Culture
Easily grown in average, medium moisture, well-drained soils in full sun to part shade. Likes shady areas. Avoid wet soils. Known to be invasive outside of its native range and will aggressively colonize a wide variety of habitats including forest understories, open grasslands, stream banks and lake margins by out-competing native plants. Spreads by self-seeding.
Noteworthy Characteristics
Brachypodium sylvaticum, commonly called slender false brome, is a tufted perennial bunchgrass that typically grows to 3’ tall. It is native to woodlands and open grasslands of Europe, western Asia and northern Africa. It is considered invasive in parts of the United States (particularly the Pacific Northwest), Argentina, Australia and New Zealand where it displaces native vegetation, forms monocultures, reduces tree seedling recruitment, and alters fire regimes. This grass was first discovered growing in the United States in 1939 west of the Cascades in an area of the Willamette Valley near Eugene, Oregon (possibly escaped from USDA experimental gardens in the area). It has now naturalized throughout much of the Willamette Valley and western Oregon with heavy concentrations in the forests and foothills near Eugene and Corvallis. Additional plants have been discovered in northern California and southern Washington state. This plant has also been found parts of the eastern United States including New York and Virginia.
Slender false brome grass features (1) branchless hollow culms (flower stalks) rising to 3’ tall, (2) dense tufts of arching, hairy, linear-lanceolate, yellow-green to green leaves to 12” long by 1/2” wide, (3) culm-topping, noticeably drooping flower spikes, each of which contains 4-12 spikelets (flower clusters) on very short 1/2” pedicels, and (4) a lengthy July-October bloom.

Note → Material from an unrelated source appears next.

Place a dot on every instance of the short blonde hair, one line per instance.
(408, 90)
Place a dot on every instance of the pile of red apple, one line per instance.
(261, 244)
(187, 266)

Genus name comes from the Greek words brachys meaning short and podion meaning a foot in reference to the short pedicels of the flower spikelets.
Specific epithet comes from the Latin word sylvaticus meaning in woods and forests in reference to native habitat.
Common name suggests the possibility of misidentifying slender false brome as a brome (genus Bromus) which it is not.
Problems
No serious insect or disease problems.
Uses
Given the aggressive and invasive nature of this plant, it is best not planted outside of its native range. Within its native range, it can be used as a low maintenance, grassy ground cover.